Extended exercises: Geospatial search and numeric metadata
  1. Modify the search box to include controls to set the origin using the browser’s location support and to adjust the maxdist. Hint: examine the advanced search form for an example.

  2. Add sort options to sort the results by proximity to the origin.

  3. Modify the search box to set the origin inside a hidden field.

  4. Set the origin parameter using a pre_process hook script. You won’t be able to do this until you have completed the SEARCH 202 training course. Hint: the maxdist and origin need to be set in the additionalParameters data model element.

  5. Modify the template to plot the search results onto a map.

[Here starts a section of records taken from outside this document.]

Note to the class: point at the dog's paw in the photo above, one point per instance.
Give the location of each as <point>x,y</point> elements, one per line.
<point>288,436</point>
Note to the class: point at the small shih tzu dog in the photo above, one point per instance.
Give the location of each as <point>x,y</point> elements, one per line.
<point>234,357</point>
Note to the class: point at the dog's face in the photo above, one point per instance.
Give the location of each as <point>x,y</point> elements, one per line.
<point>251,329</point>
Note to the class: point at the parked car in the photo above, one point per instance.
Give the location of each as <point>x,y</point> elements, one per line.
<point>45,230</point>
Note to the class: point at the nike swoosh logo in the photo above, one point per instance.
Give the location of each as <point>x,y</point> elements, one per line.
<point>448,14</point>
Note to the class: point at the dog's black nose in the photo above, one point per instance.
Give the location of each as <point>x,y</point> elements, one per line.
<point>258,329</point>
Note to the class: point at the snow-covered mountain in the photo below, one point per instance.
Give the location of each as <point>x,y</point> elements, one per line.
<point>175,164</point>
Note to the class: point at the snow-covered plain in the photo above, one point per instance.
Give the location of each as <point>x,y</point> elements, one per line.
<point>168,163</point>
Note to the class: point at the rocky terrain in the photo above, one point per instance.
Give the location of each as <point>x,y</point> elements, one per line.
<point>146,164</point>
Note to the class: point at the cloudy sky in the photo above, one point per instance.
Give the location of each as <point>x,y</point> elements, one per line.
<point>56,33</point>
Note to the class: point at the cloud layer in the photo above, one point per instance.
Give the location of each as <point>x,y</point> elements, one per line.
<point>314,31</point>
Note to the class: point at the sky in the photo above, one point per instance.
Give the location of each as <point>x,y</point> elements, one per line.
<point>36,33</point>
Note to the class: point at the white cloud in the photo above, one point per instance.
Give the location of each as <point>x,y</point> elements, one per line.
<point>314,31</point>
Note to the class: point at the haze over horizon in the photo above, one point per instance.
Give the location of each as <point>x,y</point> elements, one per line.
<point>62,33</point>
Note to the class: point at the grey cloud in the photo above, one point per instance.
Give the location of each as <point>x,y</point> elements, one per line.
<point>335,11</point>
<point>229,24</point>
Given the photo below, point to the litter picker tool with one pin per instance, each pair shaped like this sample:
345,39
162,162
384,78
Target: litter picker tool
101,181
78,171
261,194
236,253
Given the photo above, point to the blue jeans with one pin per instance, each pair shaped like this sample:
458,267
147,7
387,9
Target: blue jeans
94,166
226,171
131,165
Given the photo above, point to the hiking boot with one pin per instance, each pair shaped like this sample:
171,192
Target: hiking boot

See: Using Funnelback search results to populate a map

  6. Add sort options to sort the results numerically by altitude. Observe that the sort order is numeric (1, 2, 10, 11). Update the metadata mappings so that altitude is a standard text metadata field and rebuild the live index. Refresh the search results and observe the sort order is now alphabetic (1, 10, 11, 2). This distinction is important if you have a metadata field that you need to sort numerically.